Core2 and later should run this at one iteration per clock, twice as fast as the while(){}-structured loop, if memory isn't a bottleneck (i.e. assuming L1D hits, or at least L2 actually; this is only SSE2 16-bytes per clock).
This is only 3 fused-domain uops, so can issue at better than one per clock on anything since Core2, or just one per clock if issue groups always end with a taken branch.
But the important part is that port5 pressure is vastly reduced: only cmp/jb needs it. The other uops will probably be scheduled to port5 some of the time and steal cycles from loop-branch throughput, but this will be a few % instead of a factor of 2. See How are x86 uops scheduled, exactly?.
Most CPUs that normally have a taken-branch throughput of one per 2 cycles can still execute tiny loops at 1 per clock. There are some exceptions, though. (I forget which CPUs can't run tight loops at 1 per clock; maybe Bulldozer-family? Or maybe just some low-power CPUs like VIA Nano.) Sandybridge and Core2 can definitely run tight loops at one per clock. They even have loop buffers; Core2 has a loop buffer after instruction-length decode but before regular decode. Nehalem and later recycle uops in the queue that feeds the issue/rename stage. (Except on Skylake with microcode updates; Intel had to disable the loop buffer because of a partial-register merging bug.)
However, there is a loop-carried dependency chain on xmm0: Intel CPUs have 1-cycle latency paddd, so we're right up against that bottleneck, too. add esi, 16 is also 1 cycle latency. On Bulldozer-family, even integer vector ops have 2c latency, so that would bottleneck the loop at 2c per iteration. (AMD since K8 and Intel since SnB can run two loads per clock, so we need to unroll anyway for max throughput.) With floating point, you definitely want to unroll with multiple accumulators. Why does mulss take only 3 cycles on Haswell, different from Agner's instruction tables? (Unrolling FP loops with multiple accumulators).
If I'd used an indexed addressing mode, like paddd xmm0, [edi + eax], I could have used sub eax, 16 / jnc at the loop condition. SUB/JNC can macro-fuse on Sandybridge-family, but the indexed load would un-laminate on SnB/IvB (but stay fused on Haswell and later, unless you use the AVX form).

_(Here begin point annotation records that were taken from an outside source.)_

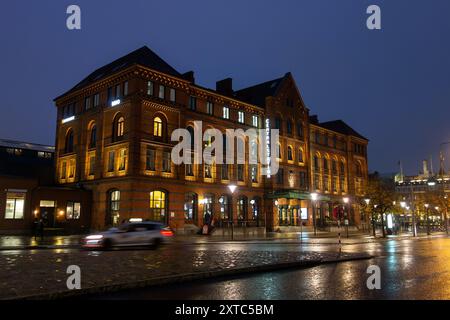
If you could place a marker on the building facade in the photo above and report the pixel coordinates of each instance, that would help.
(28, 192)
(114, 133)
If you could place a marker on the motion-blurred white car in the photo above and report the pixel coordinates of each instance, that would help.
(150, 234)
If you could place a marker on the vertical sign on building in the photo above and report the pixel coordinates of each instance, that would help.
(268, 172)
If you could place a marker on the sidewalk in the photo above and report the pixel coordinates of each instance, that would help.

; index relative to the end of the array, with an index counting up towards zero
add rdi, rsi ; edi = end_pointer
xor eax, eax
sub eax, esi ; eax = -length, so [rdi+rax] = first element
.looptop: ; do {
paddd xmm0, [rdi + rax]
add eax, 16
jl .looptop ; } while(idx+=16 < 0); // or JNC still works
(It's usually better to unroll some to hide the overhead of pointer increments instead of using indexed addressing modes, especially for stores, partly because indexed stores can't use the port7 store AGU on Haswell+.)
On Core2/Nehalem add/jl don't macro-fuse, so this is 3 fused-domain uops even in 64-bit mode, without depending on macro-fusion. Same for AMD K8/K10/Bulldozer-family/Ryzen: no fusion of the loop condition, but PADDD with a memory operand is 1 m-op / uop.

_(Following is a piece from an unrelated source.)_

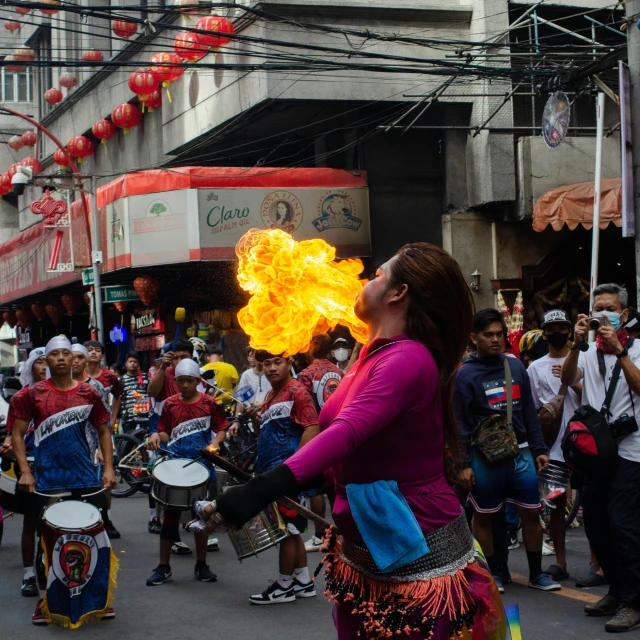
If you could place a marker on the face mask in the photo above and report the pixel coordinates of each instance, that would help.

On SnB, paddd un-laminates from the load, but add/jl macro-fuse, so again 3 fused-domain uops. (But in the unfused domain, only 2 ALU uops + 1 load, so probably fewer resource conflicts reducing throughput of the loop.)
On HSW and later, this is 2 fused-domain uops because an indexed load can stay micro-fused with PADDD, and add/jl macro-fuses. (Predicted-taken branches run on port 6, so there are never resource conflicts.)
Of course, the loops can only run at best 1 iteration per clock because of taken branch throughput limits even for tiny loops. This indexing trick is potentially useful if you had something else to do inside the loop, too.
But all of these loops had no unrolling
Yes, that exaggerates the effect of loop overhead. But gcc doesn't unroll by default even at -O3 (unless it decides to fully unroll). It only unrolls with profile-guided optimization to let it know which loops are hot. (-fprofile-use). You can enable -funroll-all-loops, but I'd only recommend doing that on a per-file basis for a compilation unit you know has one of your hot loops that needs it. Or maybe even on a per-function basis with an __attribute__, if there is one for optimization options like that.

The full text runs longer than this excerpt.